28. Februar 2024
Indonesien

Verbot der Registrierung interreligiöser Ehen

Von Dr. Ursula Lewenton

Mit Rundschreiben Nr. 2/2023 vom 17.7.2023 hat der Vorsitzende des MA (Abkürzung für Mahkamah Agung, Oberster Gerichtshof Indonesiens) den Distrikts- und Berufungsgerichten Indonesiens in Form eines Leitfadens verboten, einem Antrag auf Registrierung einer Eheschließung zwischen Angehörigen unterschiedlicher Religionen oder Glaubensgemeinschaften zu entsprechen und dabei ausdrücklich auf Art. 2 Abs. 1 und 2 Ehegesetz Nr. 1/1974 hingewiesen.

Nach Auffassung des MA ist eine Eheschließung nur dann gültig, wenn sie gemäß dem Recht der jeweiligen Religion des Brautpaares geschlossen und im Zivilregister registriert wird. 
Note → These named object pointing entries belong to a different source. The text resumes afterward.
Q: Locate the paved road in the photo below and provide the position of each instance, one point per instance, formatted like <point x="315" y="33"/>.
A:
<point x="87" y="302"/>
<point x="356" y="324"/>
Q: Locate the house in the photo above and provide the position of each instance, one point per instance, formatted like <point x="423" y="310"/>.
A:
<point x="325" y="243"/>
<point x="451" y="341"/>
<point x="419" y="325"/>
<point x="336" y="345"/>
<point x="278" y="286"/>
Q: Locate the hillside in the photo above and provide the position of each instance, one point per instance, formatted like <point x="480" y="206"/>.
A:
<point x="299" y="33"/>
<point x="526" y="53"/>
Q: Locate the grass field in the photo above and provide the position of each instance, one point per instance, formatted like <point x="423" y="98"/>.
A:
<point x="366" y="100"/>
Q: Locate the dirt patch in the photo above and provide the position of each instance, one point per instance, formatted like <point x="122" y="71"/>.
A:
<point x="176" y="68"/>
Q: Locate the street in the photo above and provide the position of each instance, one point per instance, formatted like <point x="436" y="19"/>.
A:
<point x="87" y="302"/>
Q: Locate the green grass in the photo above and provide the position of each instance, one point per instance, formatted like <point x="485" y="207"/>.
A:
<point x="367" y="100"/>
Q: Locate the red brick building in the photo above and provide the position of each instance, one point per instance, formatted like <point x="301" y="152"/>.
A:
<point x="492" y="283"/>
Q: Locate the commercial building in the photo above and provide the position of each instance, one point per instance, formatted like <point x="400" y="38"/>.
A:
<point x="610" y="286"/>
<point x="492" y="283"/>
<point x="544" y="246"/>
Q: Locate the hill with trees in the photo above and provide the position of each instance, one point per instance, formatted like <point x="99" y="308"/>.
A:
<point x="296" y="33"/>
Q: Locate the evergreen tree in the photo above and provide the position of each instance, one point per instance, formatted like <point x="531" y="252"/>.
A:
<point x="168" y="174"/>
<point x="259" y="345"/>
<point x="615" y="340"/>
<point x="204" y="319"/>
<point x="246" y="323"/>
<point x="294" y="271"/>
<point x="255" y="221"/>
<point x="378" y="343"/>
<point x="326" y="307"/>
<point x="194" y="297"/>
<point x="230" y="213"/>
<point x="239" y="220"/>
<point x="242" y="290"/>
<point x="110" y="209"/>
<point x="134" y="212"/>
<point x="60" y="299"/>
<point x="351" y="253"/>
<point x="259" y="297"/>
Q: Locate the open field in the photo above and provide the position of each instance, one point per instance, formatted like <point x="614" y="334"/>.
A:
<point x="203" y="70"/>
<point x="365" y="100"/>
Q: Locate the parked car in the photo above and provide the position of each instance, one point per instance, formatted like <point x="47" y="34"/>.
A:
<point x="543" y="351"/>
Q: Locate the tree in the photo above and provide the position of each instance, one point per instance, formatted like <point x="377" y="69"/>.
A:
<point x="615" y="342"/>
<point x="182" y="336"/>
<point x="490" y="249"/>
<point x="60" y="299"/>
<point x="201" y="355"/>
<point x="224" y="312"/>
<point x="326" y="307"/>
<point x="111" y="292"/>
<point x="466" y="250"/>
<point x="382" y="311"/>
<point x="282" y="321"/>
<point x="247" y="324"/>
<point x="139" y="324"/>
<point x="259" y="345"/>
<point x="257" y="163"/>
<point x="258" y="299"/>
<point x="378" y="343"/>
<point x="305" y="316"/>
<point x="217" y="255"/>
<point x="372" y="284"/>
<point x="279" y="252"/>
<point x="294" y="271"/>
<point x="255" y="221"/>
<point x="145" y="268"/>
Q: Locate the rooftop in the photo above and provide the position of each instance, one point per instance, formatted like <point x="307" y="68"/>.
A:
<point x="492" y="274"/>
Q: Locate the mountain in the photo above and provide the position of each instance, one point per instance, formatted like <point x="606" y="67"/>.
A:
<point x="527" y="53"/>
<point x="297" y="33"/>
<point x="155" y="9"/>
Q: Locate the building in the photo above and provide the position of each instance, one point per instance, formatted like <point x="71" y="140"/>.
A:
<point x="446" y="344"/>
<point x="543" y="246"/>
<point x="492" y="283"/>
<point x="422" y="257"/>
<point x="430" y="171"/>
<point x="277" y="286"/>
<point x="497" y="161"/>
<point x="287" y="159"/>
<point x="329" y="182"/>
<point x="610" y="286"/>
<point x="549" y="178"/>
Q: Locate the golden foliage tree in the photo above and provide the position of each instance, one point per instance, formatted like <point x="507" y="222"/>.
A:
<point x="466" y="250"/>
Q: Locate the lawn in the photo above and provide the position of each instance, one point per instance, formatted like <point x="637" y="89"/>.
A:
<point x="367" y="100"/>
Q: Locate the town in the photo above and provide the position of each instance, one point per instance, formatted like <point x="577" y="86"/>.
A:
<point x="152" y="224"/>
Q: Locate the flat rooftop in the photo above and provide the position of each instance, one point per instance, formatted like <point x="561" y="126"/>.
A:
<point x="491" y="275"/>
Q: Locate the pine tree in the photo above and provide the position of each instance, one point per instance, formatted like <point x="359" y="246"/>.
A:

Dem Rundbrief war ein Vorfall vorausgegangen, welcher großes mediales Aufsehen erregt hatte. Das Distriktsgericht Surabaya hatte mit Beschluss vom 26.4.2022 dem Antrag eines Mannes, Angehöriger des Islam, und einer Frau, christlicher Religion, auf Registrierung ihrer Ehe stattgegeben. Diese war bereits erfolgt, als am 23.6.2022 vier Privatpersonen das Gericht beschuldigten, das Recht verletzt zu haben und die Aufhebung der Entscheidung verlangten. (Dazu ist zu bemerken, dass nach der in Indonesien vorherrschenden islamrechtlichen Auffassung, abweichend von der im klassischen islamischen Recht geltenden Rechtsauffassung, die Eheschließungen zwischen einem muslimischen Mann und der Angehörigen einer Buchreligion zulässt, jegliche Ehe eines muslimischen Partners mit einer nichtmuslimischen Person verboten ist). 

Den Antrag unterstützten neben der Einwohnerverwaltungsbehörde und der Zivilregistrierung von Surabaya auch der MA, der Rat der Islamischen Religionsgelehrten (Majelis Ulama), die Vereinigung der Kirchen Indonesiens sowie die islamischen Internatsschulen Al Anwar Sarang und Al Qur’an.

Im Gegenzug erklärte der für die Öffentlichkeitsarbeit des Distriktsgericht Surabaya zuständige Repräsentant Gede Agung gegenüber dem Nachrichtensender CNN Indonesia am 24.6.2022, der Richter habe diesen Fall in Übereinstimmung mit den geltenden Regeln und Gesetzen entschieden.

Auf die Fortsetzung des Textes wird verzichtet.